Monday, May 18, 2009


One of the still existing major landmarks on North Lake Avenue is the home of Charles Francis Saunders, named Ah-Tshi-Quah-Nah, at 580 North Lake Avenue, which was, along with its gardens, a major tourist attraction in Pasadena during the great hiking era which existed from the early 1900's through the early 1930's. Charles Saunders (1859-1941) moved to Pasadena in the early part of the 2oth century.

His contributions were as an author, naturalist and collector, who practiced and promoted ideals of the Arts and Crafts Movement and also promoted the beauty and allure of the Southwest. He was responsible, along with Charles Lummis, for fostering interest in restoring the deteriorating California missions and reestablishing the El Camino Real.

Charles Francis Saunders was born in Bucks County Village, Pennsylvania in 1859 and moved to California in 1906. While he was a resident of Pasadena he became a noted author and naturalist, writing numerous books on topics of the California missions, California and Southwestern flora and fauna, and Native Americans. His books were widely read, from his first book, “In a Poppy Garden,” published in 1904 through his last, “Western Wild Flowers and Their Stories,” published in the late 1930’s. Many of his books were published in multiple editions and are still in print today. He collected Southwestern Native American pottery, basketry and other items and his wife, Mira Culin Saunders, donated his collection after his death to the Southwest Museum.
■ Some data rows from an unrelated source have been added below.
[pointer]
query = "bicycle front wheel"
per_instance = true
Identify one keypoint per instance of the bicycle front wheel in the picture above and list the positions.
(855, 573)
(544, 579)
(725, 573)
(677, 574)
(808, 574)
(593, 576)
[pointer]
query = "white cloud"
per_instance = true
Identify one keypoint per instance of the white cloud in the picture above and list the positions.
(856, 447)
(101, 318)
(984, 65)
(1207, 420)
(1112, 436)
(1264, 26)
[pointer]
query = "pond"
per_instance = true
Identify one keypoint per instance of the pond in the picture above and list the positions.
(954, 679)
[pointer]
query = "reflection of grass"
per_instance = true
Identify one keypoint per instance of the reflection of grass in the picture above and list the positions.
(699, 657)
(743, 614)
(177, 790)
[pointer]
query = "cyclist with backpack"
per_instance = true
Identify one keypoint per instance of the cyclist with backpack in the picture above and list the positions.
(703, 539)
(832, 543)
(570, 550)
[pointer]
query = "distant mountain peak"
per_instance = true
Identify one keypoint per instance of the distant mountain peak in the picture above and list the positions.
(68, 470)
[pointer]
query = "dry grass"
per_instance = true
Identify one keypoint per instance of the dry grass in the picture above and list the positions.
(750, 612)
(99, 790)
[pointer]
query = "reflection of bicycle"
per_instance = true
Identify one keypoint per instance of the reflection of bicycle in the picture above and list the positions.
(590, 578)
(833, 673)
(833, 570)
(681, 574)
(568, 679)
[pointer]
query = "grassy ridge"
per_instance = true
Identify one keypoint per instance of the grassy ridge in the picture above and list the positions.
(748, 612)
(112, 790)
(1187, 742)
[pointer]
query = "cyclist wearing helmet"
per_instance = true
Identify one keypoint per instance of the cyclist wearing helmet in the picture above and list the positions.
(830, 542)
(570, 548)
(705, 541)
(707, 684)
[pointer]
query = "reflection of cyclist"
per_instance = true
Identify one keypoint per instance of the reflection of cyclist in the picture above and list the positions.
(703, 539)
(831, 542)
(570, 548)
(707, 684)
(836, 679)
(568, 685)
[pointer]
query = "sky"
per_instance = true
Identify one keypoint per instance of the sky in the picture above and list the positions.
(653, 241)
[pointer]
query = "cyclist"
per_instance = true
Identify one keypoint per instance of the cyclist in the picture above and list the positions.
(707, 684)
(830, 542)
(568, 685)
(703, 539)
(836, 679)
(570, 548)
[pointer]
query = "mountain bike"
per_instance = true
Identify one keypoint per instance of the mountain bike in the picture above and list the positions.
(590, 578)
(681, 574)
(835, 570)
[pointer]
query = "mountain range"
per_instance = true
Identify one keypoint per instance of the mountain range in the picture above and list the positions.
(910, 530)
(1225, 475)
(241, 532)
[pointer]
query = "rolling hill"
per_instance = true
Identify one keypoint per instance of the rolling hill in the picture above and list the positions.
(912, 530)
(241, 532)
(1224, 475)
His home is a designated local landmark of Pasadena and looks much the same as it looked in Saunders' day, although the gardens have gone to rough and the creek, Wilson's Creek, and lagoon behind the house have been channelized in concrete. Still one can see how residential, bucolic and garden-like North Lake Avenue was, by the remnants of many bungalows between the commercial nodes located at the major cross streets. The home was almost destroyed, after having an interior fire in the 1980's and facing a long period of abandonment. It was restored by the new owner in 2005.


  1. Is that the place next to Avis with the tire swing and the hipsters?

  2. That's it. I'll post some photos soon.

  3. Mira Saunders was my great aunt and I visited this house several times in the '40s and '50s. Too young to appreciate the specifics of the garden, but not too young to appreciate its calm early California beauty, and its prolific fig trees!